My father happens to be a major Civil War buff. Growing up, I played in Devil’s Den before it was closed to the public, and learned a little bit more than the average kid about the Civil War, all because my father kept massive tomes about the Blue and the Gray on our bookshelves.
His devotion to researching one of the most horrific battles fought on US soil led him to discover not just one or two, but at least seven known ancestors who fought on both sides of a conflict that pitted brother against brother and even father against son. Oddly enough, though, much of my father’s research specialized in what the women of Gettysburg did before, during, and after the bloody contretemps. And what he learned was that women of that battle were simply amazing. While their men were out killing themselves in droves, the women were doing their utmost to make certain there would be a town of Gettysburg after it was all said and done. They filled in at the makeshift hospitals, some fought to preserve their fields and homes, and most of them found ways to survive in the aftermath.

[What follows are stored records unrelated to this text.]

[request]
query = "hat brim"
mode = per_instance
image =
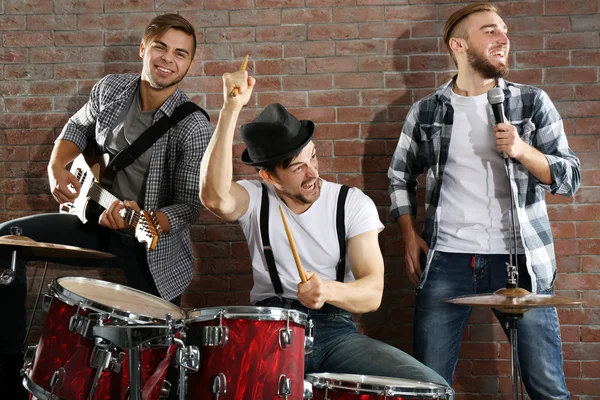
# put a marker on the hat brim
(308, 131)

For those of us who write romance, it is required that we offer up that perfect Happily Ever After. Yet how sobering it is to realize that for an entire generation of women in and around Gettysburg, there was no such thing. The soil of their farms ran fallow with the poisonous decomposition of bodies rotting in the July heat. The water of their wells was unfit to drink, and the only strength left to them lay in what strength they had in their own bodies. Yet somehow they managed, not just to survive, but to live on, and find a happily ever after of their own, even after the deaths of the men they loved.

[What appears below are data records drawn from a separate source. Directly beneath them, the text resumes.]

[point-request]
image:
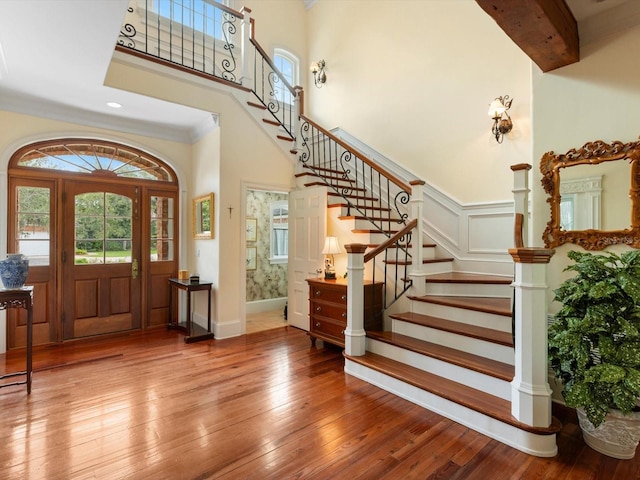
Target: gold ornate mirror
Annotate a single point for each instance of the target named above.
(203, 217)
(593, 195)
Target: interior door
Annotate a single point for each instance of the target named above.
(307, 227)
(101, 254)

I like to visit my father on Remembrance Day weekend; I go in costume, and do my best to blend in with the real reenactors. It makes me feel like I’m partaking of history, and helps me to remember that even the bleakest moments can be overcome by perseverance and a determination to make things right.
So this weekend, for those of you who may not be able to attend Remembrance Day, keep it in your minds and hearts. Not just for those fallen, but for those who had to struggle through the aftermath.